Just fell off a train. Bad.
I just sold a pizza for the ability to listen to spice girls.
I think I would be able to remember how to smoke but I can't seem to remember how to breathe.
"too many" and "free shots" never belong in the same sentence
dude, I feel like I need to get my gf's roommate a gift. something that says, sorry you walked in on me getting blown. suggestions?
He's coming over for beer and a movie, but I just don't know if he's interested.
Pathetic and sad. I should come over there and fuck both of you just to get the ball rolling.
I am nonfunctional stoned. I had to ask ben to put me somewhere away from all the people I'm sitting on someones bed watching a wall. Not alright. Should not have come.
Where the royal fuck are you??
The depths of vodka hell.
he made a bon jovi sex playlist and started crying when "i'll be there" came on... how was your night?
We BOTH lost our virginities there. It's basically a landmark.

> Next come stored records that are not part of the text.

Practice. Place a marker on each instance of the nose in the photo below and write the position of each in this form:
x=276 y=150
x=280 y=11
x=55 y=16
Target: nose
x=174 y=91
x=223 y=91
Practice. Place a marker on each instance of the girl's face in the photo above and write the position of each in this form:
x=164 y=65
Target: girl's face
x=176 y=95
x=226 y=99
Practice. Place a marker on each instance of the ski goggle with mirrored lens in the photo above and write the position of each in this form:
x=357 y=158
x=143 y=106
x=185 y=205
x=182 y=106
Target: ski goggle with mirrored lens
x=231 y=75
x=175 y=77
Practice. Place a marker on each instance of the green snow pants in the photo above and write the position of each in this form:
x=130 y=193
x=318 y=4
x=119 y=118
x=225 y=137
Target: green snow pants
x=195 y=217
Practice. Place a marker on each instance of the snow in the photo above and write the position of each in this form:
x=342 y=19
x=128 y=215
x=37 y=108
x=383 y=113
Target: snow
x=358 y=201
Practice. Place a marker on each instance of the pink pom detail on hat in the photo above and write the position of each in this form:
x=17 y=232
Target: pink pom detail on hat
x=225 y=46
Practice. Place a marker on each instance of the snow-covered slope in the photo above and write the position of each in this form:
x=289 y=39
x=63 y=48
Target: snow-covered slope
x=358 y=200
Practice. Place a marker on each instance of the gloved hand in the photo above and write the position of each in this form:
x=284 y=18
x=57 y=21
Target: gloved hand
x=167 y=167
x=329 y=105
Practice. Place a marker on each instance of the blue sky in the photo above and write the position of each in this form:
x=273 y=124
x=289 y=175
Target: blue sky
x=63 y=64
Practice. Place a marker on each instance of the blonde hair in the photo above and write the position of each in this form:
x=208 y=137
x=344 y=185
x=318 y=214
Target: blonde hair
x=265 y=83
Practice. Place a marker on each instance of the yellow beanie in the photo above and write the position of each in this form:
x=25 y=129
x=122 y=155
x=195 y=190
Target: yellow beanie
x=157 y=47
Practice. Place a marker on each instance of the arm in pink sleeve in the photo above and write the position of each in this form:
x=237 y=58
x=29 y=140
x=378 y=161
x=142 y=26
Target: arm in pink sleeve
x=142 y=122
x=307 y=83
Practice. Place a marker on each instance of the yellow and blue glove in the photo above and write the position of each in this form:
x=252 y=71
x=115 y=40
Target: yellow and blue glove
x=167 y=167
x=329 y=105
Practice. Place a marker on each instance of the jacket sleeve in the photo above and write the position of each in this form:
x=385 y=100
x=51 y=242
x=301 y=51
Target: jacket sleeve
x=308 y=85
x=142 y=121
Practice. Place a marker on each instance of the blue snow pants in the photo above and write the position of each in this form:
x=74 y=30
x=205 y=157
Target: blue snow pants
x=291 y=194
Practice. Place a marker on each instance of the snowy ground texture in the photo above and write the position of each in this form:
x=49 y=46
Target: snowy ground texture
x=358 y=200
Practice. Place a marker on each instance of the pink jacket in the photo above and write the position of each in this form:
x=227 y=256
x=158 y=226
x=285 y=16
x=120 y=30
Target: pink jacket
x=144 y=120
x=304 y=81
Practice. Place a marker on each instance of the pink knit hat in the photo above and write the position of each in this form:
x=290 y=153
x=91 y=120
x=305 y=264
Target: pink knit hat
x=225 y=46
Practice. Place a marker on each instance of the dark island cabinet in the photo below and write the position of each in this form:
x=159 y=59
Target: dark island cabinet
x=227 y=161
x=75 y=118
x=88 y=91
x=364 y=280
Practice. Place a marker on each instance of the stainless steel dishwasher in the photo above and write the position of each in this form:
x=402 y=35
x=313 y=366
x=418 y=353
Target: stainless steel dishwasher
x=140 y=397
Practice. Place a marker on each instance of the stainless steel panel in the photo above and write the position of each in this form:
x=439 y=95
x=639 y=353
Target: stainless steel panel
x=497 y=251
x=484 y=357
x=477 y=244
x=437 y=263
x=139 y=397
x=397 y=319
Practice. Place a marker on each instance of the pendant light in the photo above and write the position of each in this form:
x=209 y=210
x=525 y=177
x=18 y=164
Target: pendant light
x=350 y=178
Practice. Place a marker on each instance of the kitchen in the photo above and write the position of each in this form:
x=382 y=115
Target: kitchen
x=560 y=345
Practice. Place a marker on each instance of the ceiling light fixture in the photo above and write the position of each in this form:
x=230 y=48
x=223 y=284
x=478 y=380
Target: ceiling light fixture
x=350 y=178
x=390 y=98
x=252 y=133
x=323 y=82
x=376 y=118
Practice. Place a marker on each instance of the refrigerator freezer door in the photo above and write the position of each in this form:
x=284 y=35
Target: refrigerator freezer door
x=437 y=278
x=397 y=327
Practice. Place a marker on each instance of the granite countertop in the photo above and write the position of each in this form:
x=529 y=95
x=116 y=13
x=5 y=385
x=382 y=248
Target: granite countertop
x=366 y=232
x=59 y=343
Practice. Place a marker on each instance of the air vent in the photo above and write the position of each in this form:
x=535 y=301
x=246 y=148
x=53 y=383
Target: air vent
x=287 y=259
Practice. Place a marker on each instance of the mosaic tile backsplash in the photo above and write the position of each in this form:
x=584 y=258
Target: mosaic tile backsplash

I drank too much tequila. I'm hyperventilating. Send help. I think I slipped through satan's asshole.
Does going to a local bar count as taking part in Small Business Saturday? Asking for a friend
This Asian instant coffee I found in ur kitchen is like crack. Who knew I could feel my heart beating in my asshole after one cup of this happiness.
i think i left you like a 5 minute message about the mcchicken burger i was eating. I think I called wanting sex but the mcchicken burger was a lot more seducing.
It was some weird herd predator-evasion instinct. All 15 of us took off running in different directions, and the two cops just stood there, perplexed. They had no idea who to chase.